LAND O’ LAKES — The Pasco County School District has cut off negotiations with a company that was offering free life insurance policies for all school employees.
Bill Olive and Mark Pollock of the Pollock Financial Group had presented the proposal in April, and at the time, one local insurance broker said the deal sounded “too good to be true.” This week the Florida Office of Insurance Regulation said the plan may be illegal.
Belinda Miller, general counsel to the state insurance agency, wrote Pasco School Board Chairwoman Alison Crumbley late Thursday to reveal the outcome of the agency’s investigation of Pollock Financial and the main players. She said the company began offering the “free life insurance” product to local governments in Florida as far back as 2012.

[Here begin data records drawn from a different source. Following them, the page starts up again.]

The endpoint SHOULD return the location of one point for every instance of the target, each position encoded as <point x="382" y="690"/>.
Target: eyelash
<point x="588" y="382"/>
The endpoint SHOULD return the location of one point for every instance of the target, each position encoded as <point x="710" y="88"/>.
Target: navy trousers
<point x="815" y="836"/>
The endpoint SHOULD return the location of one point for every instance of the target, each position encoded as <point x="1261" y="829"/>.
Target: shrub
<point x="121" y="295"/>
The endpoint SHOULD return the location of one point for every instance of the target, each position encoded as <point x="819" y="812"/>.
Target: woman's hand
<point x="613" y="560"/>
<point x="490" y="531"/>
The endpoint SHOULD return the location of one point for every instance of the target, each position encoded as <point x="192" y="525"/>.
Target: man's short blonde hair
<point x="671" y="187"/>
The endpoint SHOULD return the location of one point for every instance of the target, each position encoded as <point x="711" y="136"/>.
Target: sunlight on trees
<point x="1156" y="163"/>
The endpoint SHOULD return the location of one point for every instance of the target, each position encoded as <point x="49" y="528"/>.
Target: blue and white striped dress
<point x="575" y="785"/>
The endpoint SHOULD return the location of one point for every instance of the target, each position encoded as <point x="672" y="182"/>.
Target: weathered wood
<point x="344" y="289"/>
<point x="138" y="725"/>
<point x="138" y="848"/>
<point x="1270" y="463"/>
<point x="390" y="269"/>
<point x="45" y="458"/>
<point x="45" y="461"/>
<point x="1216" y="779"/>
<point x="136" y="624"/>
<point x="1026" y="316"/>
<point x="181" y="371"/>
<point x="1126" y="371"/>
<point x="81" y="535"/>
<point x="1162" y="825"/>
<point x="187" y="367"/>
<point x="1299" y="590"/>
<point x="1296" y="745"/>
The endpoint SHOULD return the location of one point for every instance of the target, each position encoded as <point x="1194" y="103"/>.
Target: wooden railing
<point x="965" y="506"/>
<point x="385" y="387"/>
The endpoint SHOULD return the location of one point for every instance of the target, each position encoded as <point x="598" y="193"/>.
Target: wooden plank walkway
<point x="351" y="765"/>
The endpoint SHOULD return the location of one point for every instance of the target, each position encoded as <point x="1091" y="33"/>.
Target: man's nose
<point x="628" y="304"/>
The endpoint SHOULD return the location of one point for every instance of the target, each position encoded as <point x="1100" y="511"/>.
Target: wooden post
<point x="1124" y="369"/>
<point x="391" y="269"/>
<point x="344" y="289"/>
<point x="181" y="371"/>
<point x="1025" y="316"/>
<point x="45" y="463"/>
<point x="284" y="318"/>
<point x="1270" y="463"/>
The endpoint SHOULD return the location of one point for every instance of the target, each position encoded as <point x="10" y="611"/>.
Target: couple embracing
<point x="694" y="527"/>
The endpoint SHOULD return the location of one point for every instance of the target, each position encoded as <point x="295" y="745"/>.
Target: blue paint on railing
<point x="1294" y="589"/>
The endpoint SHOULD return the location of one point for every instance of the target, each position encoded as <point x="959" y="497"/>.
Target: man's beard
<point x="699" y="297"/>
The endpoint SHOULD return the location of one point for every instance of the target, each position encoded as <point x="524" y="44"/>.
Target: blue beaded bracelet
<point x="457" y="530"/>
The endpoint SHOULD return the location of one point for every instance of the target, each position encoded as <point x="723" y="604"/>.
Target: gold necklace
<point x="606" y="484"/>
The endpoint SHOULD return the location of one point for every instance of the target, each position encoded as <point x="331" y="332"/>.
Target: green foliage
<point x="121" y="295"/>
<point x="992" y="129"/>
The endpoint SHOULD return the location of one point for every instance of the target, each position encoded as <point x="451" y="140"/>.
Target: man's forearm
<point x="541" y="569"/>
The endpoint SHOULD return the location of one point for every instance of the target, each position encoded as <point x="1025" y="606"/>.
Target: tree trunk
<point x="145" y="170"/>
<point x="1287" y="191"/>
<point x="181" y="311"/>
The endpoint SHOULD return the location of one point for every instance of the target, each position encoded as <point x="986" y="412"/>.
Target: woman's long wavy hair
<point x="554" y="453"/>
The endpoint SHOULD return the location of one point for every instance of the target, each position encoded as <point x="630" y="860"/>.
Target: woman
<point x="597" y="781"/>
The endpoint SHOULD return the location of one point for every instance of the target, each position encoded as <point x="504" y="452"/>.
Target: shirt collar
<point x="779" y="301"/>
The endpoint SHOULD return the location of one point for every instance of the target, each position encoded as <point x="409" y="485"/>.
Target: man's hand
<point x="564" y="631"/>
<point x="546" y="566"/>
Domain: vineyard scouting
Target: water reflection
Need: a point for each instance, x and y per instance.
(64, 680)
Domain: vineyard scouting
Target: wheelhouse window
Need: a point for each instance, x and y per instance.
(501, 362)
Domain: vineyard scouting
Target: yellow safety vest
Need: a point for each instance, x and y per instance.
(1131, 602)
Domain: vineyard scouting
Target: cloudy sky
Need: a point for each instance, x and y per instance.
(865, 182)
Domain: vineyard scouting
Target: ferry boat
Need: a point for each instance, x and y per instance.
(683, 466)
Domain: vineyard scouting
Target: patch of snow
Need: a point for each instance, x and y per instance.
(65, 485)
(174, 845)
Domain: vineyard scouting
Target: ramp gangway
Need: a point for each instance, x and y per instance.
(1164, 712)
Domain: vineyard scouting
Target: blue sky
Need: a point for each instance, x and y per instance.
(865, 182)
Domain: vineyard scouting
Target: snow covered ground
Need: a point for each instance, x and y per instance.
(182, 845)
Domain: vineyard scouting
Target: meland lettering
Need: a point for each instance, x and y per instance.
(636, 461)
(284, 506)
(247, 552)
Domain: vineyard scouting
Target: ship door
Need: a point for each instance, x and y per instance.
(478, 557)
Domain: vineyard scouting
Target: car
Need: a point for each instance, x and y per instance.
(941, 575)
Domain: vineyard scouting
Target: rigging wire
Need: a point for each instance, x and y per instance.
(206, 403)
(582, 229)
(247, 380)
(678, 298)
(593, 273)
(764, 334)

The proposal, which purports to carry a $50,000 life insurance policy for each employee, would actually pay benefits to an offshore trust held in the Cayman Islands.
“The Pasco School District has no guarantee of receiving any monies from the proposed arrangement,” she wrote.

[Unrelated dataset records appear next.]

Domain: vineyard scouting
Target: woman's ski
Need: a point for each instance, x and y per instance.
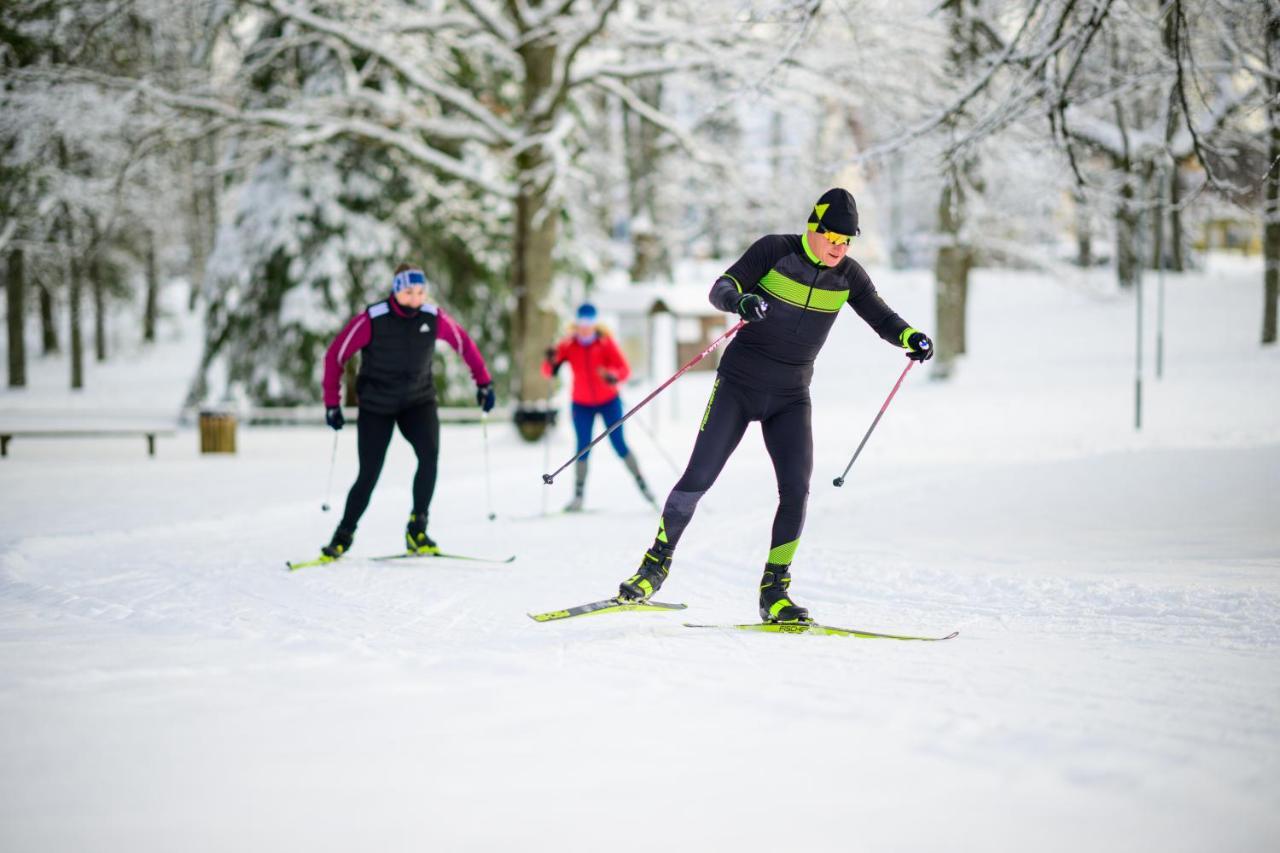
(814, 628)
(406, 555)
(604, 606)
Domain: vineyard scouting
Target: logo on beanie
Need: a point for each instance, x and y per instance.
(408, 278)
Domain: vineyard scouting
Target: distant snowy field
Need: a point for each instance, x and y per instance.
(167, 685)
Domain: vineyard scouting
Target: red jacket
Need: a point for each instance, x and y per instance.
(592, 363)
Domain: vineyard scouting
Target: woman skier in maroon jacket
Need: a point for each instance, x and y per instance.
(396, 338)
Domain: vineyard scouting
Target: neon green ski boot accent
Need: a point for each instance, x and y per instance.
(339, 544)
(648, 579)
(776, 605)
(416, 538)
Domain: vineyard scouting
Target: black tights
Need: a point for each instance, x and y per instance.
(786, 424)
(420, 425)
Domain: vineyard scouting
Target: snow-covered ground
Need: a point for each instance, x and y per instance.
(165, 684)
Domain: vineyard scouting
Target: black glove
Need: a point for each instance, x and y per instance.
(919, 347)
(752, 308)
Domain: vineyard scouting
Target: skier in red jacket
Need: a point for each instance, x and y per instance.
(598, 366)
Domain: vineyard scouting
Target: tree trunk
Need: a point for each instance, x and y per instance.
(73, 313)
(533, 252)
(1127, 237)
(1176, 251)
(650, 259)
(202, 215)
(951, 272)
(149, 313)
(48, 328)
(16, 293)
(97, 274)
(1271, 211)
(1083, 232)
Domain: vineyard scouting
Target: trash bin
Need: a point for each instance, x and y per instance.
(216, 432)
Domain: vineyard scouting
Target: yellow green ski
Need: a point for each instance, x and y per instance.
(407, 555)
(604, 606)
(814, 628)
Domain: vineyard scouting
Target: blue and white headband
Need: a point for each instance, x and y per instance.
(408, 278)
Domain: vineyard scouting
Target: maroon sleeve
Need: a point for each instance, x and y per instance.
(457, 337)
(353, 337)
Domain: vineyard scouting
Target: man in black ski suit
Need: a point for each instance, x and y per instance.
(789, 288)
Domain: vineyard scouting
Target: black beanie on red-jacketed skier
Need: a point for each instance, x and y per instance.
(835, 211)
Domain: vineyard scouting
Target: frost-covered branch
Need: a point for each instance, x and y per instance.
(452, 95)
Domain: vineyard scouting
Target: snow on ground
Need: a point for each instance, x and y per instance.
(164, 684)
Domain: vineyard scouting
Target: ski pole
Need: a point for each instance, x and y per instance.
(328, 488)
(840, 480)
(551, 478)
(488, 480)
(547, 434)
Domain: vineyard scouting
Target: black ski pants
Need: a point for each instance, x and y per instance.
(786, 424)
(420, 425)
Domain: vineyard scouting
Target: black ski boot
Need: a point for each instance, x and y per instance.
(648, 579)
(776, 606)
(339, 544)
(415, 536)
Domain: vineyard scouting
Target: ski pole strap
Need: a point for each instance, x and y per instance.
(840, 480)
(551, 478)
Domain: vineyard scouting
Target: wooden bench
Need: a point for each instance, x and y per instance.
(86, 432)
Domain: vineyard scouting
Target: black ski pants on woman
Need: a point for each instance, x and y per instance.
(420, 425)
(787, 428)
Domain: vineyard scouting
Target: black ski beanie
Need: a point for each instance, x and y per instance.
(835, 211)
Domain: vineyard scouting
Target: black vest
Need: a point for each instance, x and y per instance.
(396, 365)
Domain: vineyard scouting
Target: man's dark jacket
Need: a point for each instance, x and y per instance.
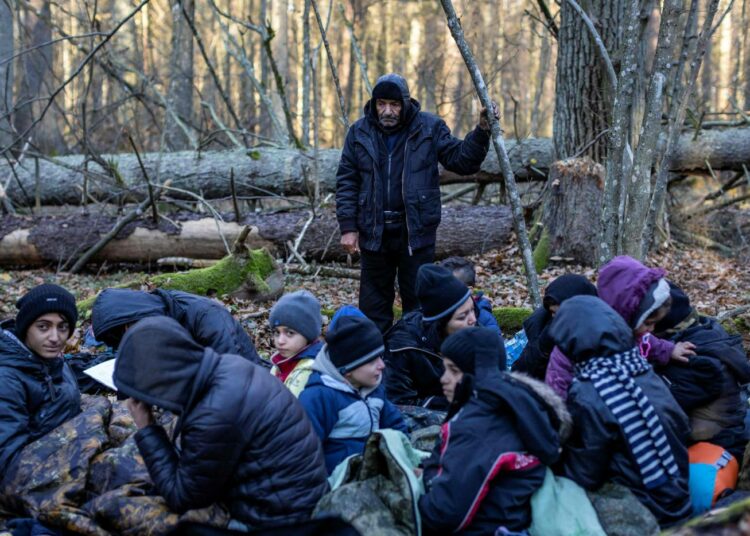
(36, 395)
(209, 323)
(244, 439)
(359, 179)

Florida law prohibits anyone from procuring a life insurance policy on another individual “unless the benefits under such contract are payable to the individual insured or his or her personal representatives,” she wrote.
Miller also included background checks on Olive, Pollock and Rene Stuifzand, who was described as “the architect of this entire program” but has been sued multiple times for alleged fraud. She found that Stuifzand resigned from his previous job as a securities broker after his employer said he submitted forged documents to a lender and made false representations to an insurer in connection with fees charged to a client.

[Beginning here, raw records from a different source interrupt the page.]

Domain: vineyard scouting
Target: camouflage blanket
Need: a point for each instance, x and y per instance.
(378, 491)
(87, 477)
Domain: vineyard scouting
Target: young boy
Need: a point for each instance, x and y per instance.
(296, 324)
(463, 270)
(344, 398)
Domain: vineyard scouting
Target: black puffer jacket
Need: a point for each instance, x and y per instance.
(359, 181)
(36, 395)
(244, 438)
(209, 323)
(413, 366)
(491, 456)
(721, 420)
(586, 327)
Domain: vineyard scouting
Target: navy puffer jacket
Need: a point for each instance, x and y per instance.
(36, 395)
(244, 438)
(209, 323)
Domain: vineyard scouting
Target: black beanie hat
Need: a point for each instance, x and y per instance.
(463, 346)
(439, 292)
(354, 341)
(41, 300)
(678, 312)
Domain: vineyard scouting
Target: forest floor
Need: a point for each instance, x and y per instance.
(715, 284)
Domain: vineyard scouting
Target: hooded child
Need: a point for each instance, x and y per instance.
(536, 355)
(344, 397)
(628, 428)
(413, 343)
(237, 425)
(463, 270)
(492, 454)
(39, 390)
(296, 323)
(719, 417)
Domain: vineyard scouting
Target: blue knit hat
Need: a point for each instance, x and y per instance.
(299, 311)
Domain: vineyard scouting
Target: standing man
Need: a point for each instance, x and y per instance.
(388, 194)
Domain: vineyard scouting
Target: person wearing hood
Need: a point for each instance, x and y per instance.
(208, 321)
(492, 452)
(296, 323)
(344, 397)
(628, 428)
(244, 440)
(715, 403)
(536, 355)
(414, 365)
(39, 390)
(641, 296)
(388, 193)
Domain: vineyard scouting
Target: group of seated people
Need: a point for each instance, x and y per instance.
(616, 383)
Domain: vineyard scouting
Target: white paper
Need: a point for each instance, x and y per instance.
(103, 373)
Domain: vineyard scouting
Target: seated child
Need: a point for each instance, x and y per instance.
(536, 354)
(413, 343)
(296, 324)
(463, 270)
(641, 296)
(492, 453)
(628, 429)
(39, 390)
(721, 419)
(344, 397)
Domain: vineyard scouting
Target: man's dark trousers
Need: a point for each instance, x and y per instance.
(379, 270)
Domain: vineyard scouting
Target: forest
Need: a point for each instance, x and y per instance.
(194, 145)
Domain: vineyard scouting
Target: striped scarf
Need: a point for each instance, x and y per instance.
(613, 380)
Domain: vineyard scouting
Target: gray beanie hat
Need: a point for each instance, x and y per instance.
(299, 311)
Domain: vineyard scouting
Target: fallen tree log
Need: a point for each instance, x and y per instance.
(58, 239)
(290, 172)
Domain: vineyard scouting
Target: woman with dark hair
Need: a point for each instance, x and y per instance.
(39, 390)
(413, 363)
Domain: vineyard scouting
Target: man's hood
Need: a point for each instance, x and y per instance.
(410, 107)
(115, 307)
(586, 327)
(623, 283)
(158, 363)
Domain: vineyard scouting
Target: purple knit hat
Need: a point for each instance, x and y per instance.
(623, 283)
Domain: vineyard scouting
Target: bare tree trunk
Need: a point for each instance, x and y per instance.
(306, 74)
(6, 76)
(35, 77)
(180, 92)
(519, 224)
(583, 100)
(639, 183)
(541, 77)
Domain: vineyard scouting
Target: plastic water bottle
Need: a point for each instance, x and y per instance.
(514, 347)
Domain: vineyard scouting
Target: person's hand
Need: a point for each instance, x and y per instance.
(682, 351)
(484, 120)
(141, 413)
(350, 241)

Both Stuifzand and Pollock filed for Chapter 7 bankruptcy in the last two years, she said.
In addition, Pollock Financial made a similar proposal to Gulf County School Board. Two men associated with the company signed consent orders earlier this year in Pennsylvania admitting they misrepresented the terms of the “Legacy Life” to two unions who took out group policies for their 1,000-plus members.
Olive said the “Legacy Life” insurance was an “old program” that they were no longer trying to sell, and that Pollock had switched its emphasis to a new “benefit stabilization program.” But the terms of that program still involved funding through “acquiring life insurance coverage on the lives of certain Pasco County employees,” according to documents provided to the regulatory office.
Olive reached out to Pasco Assistant Superintendent Ray Gadd by email Thursday to discuss the new proposal, but after reading Miller’s letter, Gadd was in no mood to continue discussions.
Gadd sent the following response late Thursday night:
“It is entirely possible that the new proposal could have merit. However, due to the constant changes in proposals, your shifting allegiance to various characters with purported expertise in the field and your failure to gain the trust and respect of staff and the board I am strongly recommending that you cease any further contact with our school system. I would be remiss if I did not point out that staff no longer trusts what you have to say or what you are proposing. This has been a long and arduous process that has yielded nothing of value with the possible exception that we are wiser from having met you. The school superintendent and board are public officials and you are of course free to contact them. My office, however, will not entertain any proposal from you or Pollack unless directed to do so by the superintendent.”
Pollock Financial released a statement Friday saying the principals behaved ethically and “believed that the program was lawful and would have been beneficial to the underfunded pension and benefit plans.” Olive said he would not attempt to sell either product in the state of Florida. “We’re going to walk away,” he said.